Back in 1996, Steve Jobs’ sister, Mona Simpson, wrote a novel about a Silicon Valley tycoon who has a difficult and distant relationship with his oldest daughter. He even denies her paternity altogether, and then hands out meager amounts of child support to look after her and her mom.
At the time, Jobs denied that the protagonist in A Regular Guy was closely based on him. Others thought differently, however. More than 20 years later, Lisa Brennan-Jobs’ new memoir describes just how accurate Simpson’s novel was. And what she thought of it.
A Regular Guy
A Regular Guy tells the story of a Silicon Valley tycoon, Tom Owens, who runs a successful biotech firm called Genesis. Owens is successful, but also a bully. We are told that he is a man too busy to flush toilets, that he doesn’t use deodorant, and that he went through 62 potential tradesmen before he could settle on the right one to sand the floors in his new home.
The plot revolves around the insertion into his life of a 10-year-old daughter, Jane, born out of wedlock to one of Owens’ ex-girlfriends. Owens sets her and her mom up in a small bungalow, and pays them $300 a month — but rarely sees them.
At the time A Regular Guy was published, many reviewers noted the comparison between Tom Owens and Steve Jobs. Mona alluded to a connection in interviews, but also told the Los Angeles Times that she made a lot of it up.
Jobs, meanwhile, denied the comparisons. Speaking with the New York Times about whether he felt betrayed by his sister he said that he didn’t — and called it “a novel” instead of real life. When pushed, Jobs said “About 25 percent” of the character was a version of him.
A lot more accurate than people thought
Lisa’s memoir seemingly tells a different story, though. As she tells it, A Regular Guy was a lot more accurate than a lot of folks thought at the time. Describing her response, she wrote:
“Before it was published, [Mona] sent me the bound galleys and asked me what I thought of the novel, if there was anything I would change. I was honored, but when I started reading I was surprised to find characters like my father, my mother, and myself in the pages. My character was named Jane. I’d had no idea [Mona] was writing about us. [She] had collected details of my life and put them in her book — an antique Chinese enameled pillbox she bought for me, with chrysanthemums and multicolored birds painted on a blue background.”
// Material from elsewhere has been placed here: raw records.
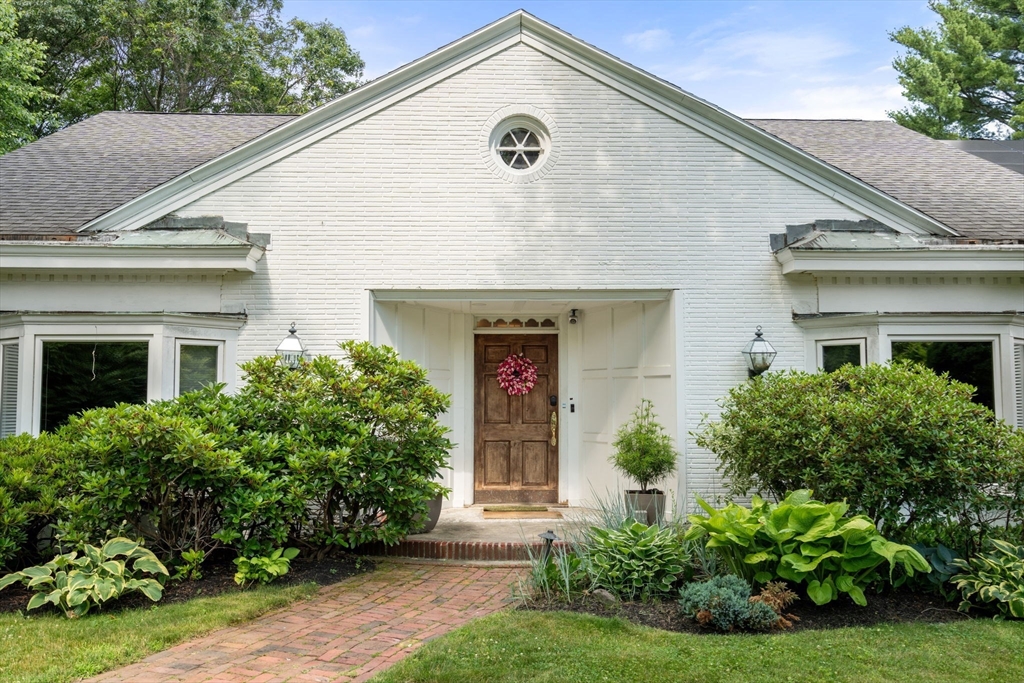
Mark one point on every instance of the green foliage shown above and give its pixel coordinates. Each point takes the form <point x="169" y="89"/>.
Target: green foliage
<point x="993" y="580"/>
<point x="264" y="568"/>
<point x="189" y="564"/>
<point x="724" y="602"/>
<point x="33" y="476"/>
<point x="886" y="438"/>
<point x="20" y="60"/>
<point x="642" y="449"/>
<point x="182" y="55"/>
<point x="152" y="471"/>
<point x="76" y="584"/>
<point x="804" y="542"/>
<point x="358" y="440"/>
<point x="330" y="454"/>
<point x="635" y="560"/>
<point x="940" y="559"/>
<point x="967" y="75"/>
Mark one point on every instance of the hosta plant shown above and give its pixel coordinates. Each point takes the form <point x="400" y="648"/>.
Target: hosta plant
<point x="635" y="560"/>
<point x="805" y="542"/>
<point x="264" y="568"/>
<point x="994" y="580"/>
<point x="75" y="584"/>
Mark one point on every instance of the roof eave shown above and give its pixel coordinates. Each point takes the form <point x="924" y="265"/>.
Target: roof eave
<point x="994" y="260"/>
<point x="521" y="27"/>
<point x="76" y="256"/>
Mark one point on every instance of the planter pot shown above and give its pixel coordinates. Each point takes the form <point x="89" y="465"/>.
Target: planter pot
<point x="433" y="513"/>
<point x="646" y="507"/>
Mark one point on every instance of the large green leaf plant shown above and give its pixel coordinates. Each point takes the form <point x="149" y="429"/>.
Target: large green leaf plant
<point x="805" y="542"/>
<point x="75" y="584"/>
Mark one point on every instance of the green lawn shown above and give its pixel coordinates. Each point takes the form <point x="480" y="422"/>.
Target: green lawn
<point x="51" y="648"/>
<point x="560" y="646"/>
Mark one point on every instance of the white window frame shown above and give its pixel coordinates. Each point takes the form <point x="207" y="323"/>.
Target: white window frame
<point x="998" y="361"/>
<point x="153" y="366"/>
<point x="179" y="342"/>
<point x="820" y="344"/>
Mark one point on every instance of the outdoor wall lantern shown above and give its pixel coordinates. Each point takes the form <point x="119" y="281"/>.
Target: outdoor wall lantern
<point x="759" y="354"/>
<point x="292" y="350"/>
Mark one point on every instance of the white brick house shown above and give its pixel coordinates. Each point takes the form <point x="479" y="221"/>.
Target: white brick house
<point x="391" y="215"/>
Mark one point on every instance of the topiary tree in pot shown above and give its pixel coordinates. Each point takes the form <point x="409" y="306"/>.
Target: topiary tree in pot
<point x="644" y="454"/>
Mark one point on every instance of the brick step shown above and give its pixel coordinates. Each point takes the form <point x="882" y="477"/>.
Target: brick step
<point x="468" y="551"/>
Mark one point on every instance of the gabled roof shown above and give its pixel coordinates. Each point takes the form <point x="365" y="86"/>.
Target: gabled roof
<point x="58" y="183"/>
<point x="71" y="177"/>
<point x="972" y="196"/>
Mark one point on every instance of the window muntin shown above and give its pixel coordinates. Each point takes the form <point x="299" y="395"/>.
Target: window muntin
<point x="520" y="148"/>
<point x="81" y="375"/>
<point x="199" y="364"/>
<point x="835" y="353"/>
<point x="969" y="361"/>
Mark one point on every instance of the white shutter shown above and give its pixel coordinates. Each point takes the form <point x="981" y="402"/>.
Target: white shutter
<point x="1019" y="368"/>
<point x="8" y="390"/>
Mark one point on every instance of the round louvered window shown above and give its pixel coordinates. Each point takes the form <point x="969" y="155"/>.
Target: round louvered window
<point x="520" y="148"/>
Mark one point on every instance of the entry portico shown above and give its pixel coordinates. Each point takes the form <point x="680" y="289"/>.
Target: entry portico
<point x="620" y="348"/>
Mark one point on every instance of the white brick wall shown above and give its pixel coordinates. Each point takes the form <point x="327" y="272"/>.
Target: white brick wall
<point x="636" y="200"/>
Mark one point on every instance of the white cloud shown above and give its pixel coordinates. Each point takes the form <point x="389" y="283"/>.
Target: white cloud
<point x="650" y="40"/>
<point x="846" y="101"/>
<point x="762" y="53"/>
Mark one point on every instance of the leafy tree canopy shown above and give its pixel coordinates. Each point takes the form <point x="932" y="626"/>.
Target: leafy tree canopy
<point x="19" y="62"/>
<point x="182" y="55"/>
<point x="968" y="74"/>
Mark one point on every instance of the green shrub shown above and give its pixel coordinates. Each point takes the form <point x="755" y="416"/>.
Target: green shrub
<point x="151" y="471"/>
<point x="643" y="451"/>
<point x="898" y="442"/>
<point x="635" y="560"/>
<point x="32" y="479"/>
<point x="360" y="442"/>
<point x="993" y="580"/>
<point x="76" y="584"/>
<point x="804" y="542"/>
<point x="188" y="567"/>
<point x="264" y="568"/>
<point x="724" y="602"/>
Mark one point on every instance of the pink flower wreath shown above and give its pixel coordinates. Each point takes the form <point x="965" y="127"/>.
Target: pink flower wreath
<point x="517" y="375"/>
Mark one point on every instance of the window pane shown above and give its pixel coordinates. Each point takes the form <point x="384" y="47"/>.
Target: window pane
<point x="967" y="361"/>
<point x="197" y="367"/>
<point x="835" y="356"/>
<point x="78" y="376"/>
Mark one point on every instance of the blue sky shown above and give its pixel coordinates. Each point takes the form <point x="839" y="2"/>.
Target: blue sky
<point x="814" y="58"/>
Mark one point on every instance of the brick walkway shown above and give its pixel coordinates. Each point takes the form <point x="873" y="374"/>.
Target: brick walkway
<point x="351" y="631"/>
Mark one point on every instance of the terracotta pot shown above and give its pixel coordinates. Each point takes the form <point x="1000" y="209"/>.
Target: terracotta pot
<point x="433" y="514"/>
<point x="646" y="507"/>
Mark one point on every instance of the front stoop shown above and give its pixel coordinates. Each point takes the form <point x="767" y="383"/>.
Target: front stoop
<point x="466" y="551"/>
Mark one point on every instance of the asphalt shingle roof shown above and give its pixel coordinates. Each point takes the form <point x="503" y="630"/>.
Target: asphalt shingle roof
<point x="974" y="197"/>
<point x="64" y="180"/>
<point x="60" y="182"/>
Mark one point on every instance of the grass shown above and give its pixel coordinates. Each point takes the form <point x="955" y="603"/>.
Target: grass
<point x="559" y="646"/>
<point x="51" y="648"/>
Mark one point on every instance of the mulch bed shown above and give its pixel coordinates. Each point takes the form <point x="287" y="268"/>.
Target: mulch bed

While Lisa writes that “other parts were made up,” she still describes the feeling of being “emptied out” onto the page. She says she stopped reading it the first time, not wanting to find out what happened to her character.
Remembering things differently
It’s just a small detail in Lisa’s book, but it’s one that stayed with me after I’d read it. Some of Jobs’ outbursts in the book are highly reminiscent of Tom Owen’s. In one section of A Regular Guy, Owens snaps at his daughter that no-one remembers Shakespeare’s daughter.
That anecdote could have been right at home in Small Fry, which is filled with similar mean-spirited or even abusive incidents.
Interestingly, Mona Simpson has seemingly distanced herself from Small Fry. Along with Laurene Powell Jobs and her kids, Mona co-wrote the following statement which was given to the New York Times:
“Lisa is part of our family, so it was with sadness that we read her book, which differs dramatically from our memories of those times. The portrayal of Steve is not the husband and father we knew. Steve loved Lisa, and he regretted that he was not the father he should have been during her early childhood. It was a great comfort to Steve to have Lisa home with all of us during the last days of his life, and we are all grateful for the years we spent together as a family.”